Due to EADDRINUSE errors, net.ipv4.tcp_tw_recycle was enabled.
Couple days after the change, a strange behavior was observed:
- a SSH connection could not be established from the jump station
(server1) to the proxy nodes
- the performance graphs were still running ok (monitored from
server2)
- both server1 and server2 were behind a pfSense FireWall that was
SNAT-ing all outgoing traffic using the same NAT IP
Debugging the SSH connection:
- traffic was reaching the proxy node at the interface level (syn
packets were received)
- but the SSH daemon was not getting this traffic (ssh
strace)
So the traffic was silently dropped by some kernel mechanism.
Digging more on the net.ipv4.tcp_tw_recycle parameter, the TCP manual (man tcp) says:
tcp_tw_recycle (Boolean; default: disabled; since Linux 2.4) Enable fast recycling of TIME_WAIT sockets. Enabling this option is not recommended since this causes problems when work‐ ing with NAT (Network Address Translation).

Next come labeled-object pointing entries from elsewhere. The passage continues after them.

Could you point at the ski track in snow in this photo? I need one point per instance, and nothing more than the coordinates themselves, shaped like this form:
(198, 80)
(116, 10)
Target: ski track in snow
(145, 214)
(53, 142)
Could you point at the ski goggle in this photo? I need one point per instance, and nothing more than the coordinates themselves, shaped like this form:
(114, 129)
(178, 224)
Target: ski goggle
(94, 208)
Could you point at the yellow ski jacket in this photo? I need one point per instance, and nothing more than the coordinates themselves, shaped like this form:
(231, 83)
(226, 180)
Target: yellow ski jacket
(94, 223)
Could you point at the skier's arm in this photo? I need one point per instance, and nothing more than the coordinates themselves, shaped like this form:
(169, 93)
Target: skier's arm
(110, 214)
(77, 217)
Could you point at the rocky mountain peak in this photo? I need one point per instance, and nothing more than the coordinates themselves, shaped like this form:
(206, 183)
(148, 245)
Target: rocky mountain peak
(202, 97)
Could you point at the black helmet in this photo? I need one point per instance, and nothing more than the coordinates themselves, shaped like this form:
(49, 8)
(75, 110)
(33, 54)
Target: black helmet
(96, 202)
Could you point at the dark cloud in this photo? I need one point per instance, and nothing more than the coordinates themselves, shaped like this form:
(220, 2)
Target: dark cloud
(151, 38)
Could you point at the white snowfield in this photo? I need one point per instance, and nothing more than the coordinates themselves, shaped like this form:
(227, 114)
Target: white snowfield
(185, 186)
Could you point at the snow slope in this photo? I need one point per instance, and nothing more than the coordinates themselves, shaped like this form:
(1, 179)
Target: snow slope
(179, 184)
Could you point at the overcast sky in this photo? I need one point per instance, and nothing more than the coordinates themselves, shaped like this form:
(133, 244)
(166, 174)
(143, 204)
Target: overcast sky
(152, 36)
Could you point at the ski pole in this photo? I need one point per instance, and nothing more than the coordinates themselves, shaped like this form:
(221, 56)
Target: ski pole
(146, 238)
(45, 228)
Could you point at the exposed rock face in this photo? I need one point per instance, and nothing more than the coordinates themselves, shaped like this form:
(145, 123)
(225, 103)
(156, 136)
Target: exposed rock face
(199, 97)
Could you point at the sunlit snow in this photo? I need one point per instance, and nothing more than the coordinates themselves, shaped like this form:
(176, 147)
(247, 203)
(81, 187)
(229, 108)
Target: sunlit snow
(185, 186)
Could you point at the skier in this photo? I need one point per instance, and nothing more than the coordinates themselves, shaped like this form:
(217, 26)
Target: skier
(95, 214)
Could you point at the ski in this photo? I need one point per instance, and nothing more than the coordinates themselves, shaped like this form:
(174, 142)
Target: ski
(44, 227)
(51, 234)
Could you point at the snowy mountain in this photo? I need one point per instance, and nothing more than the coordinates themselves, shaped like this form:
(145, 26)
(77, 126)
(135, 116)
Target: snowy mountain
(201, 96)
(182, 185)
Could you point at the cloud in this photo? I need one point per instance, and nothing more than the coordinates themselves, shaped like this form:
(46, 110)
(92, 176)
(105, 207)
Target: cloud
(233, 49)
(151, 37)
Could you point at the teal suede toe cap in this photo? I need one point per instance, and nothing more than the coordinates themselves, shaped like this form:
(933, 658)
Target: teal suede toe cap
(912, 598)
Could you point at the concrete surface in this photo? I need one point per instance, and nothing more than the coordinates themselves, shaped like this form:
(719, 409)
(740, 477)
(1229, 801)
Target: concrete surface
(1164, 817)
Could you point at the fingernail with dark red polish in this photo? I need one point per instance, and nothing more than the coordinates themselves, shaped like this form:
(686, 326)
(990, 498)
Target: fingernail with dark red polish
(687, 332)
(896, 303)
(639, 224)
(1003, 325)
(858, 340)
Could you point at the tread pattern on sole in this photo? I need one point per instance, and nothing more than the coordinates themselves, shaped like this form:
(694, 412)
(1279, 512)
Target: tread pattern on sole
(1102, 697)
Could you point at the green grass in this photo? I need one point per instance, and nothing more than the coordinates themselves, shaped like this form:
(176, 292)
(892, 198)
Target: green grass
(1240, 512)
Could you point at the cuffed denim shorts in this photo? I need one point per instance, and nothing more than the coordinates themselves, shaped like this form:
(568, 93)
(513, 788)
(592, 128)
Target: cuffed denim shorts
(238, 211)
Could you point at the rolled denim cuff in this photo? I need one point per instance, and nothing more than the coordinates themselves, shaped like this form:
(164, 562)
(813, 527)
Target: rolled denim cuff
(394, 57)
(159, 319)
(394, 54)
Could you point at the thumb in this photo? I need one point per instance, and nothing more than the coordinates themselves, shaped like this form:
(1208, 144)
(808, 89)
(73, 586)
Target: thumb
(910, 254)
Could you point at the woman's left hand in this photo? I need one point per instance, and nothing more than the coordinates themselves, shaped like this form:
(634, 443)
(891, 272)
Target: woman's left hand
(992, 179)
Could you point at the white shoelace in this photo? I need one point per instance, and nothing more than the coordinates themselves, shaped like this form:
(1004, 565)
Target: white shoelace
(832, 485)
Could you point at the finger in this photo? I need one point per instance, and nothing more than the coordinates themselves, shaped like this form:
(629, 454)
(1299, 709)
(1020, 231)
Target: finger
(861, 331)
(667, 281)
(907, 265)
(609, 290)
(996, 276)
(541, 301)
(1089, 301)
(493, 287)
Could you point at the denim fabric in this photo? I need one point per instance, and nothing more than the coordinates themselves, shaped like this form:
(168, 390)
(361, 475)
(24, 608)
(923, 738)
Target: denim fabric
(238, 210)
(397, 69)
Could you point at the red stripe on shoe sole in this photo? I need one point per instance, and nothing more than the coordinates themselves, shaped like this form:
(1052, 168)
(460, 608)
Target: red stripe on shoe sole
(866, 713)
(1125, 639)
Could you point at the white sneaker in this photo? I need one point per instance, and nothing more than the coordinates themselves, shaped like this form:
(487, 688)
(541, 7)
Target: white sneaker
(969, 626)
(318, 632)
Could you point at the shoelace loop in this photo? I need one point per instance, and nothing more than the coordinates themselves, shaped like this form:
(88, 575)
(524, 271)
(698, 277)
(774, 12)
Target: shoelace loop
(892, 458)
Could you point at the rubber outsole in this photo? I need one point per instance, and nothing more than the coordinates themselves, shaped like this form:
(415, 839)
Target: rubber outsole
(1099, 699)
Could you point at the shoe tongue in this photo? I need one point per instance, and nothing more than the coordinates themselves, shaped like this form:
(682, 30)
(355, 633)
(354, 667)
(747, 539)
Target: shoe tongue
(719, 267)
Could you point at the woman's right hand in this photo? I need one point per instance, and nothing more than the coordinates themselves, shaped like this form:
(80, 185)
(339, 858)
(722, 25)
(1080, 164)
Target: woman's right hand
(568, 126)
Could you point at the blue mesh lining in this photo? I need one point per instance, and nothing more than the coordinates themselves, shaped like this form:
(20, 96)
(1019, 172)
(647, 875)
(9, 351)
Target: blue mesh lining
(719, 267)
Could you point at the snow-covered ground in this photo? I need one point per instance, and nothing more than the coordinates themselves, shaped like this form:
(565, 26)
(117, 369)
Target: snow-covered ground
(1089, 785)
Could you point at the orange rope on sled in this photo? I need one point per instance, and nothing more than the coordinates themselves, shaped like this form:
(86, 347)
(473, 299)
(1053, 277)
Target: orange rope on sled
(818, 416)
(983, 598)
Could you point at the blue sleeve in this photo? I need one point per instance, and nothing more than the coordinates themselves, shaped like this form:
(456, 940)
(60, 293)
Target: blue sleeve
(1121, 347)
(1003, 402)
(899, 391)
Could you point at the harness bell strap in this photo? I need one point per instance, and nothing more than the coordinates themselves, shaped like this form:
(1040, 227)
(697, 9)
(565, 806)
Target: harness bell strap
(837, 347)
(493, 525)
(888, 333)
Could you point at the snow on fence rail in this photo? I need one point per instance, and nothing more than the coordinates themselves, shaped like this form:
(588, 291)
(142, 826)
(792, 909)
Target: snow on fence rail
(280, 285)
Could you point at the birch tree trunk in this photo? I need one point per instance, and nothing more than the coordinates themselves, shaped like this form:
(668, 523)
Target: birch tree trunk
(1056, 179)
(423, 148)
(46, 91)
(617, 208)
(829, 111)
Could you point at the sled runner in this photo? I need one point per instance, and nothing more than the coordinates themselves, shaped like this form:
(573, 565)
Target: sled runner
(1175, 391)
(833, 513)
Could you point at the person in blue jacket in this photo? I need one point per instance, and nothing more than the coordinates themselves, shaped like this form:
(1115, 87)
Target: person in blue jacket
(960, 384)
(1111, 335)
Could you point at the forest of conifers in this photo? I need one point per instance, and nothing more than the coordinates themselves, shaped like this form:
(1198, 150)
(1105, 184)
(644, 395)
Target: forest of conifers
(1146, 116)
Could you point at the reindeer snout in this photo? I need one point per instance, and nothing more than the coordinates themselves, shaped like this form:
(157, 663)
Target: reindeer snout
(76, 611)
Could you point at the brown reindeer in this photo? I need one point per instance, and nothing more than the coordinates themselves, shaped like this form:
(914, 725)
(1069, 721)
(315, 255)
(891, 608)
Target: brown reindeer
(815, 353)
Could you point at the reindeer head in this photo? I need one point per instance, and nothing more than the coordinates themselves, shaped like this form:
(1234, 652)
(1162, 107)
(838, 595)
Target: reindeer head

This is our case also, here is the short story (for the complete
picture, check out this
post):
- tcp_tw_recycle uses the latest tcp_timestamp values for known
connections (tcp_timestamp option is enabled by default on recent
kernels) and saves them in a dedicated table
- every new connection's tcp_timestamp will be checked against that
table and will get dropped unless the tcp_timestamp value respects some
conditions
- when you're sending NAT'ed traffic, the very first connection will be
used as a tcp_timestamp baseline
- so if you're sending traffic (with tcp_timestamp enabled) from any
other server except the one that connected for the first time, you'll
get dropped - as a Protection Against Wrapped Sequence numbers (PAWS)
Quick fix:
[cc lang='bash']
# on server1
\$ echo '0' > /proc/sys/net/ipv4/tcp_timestamps
[/cc]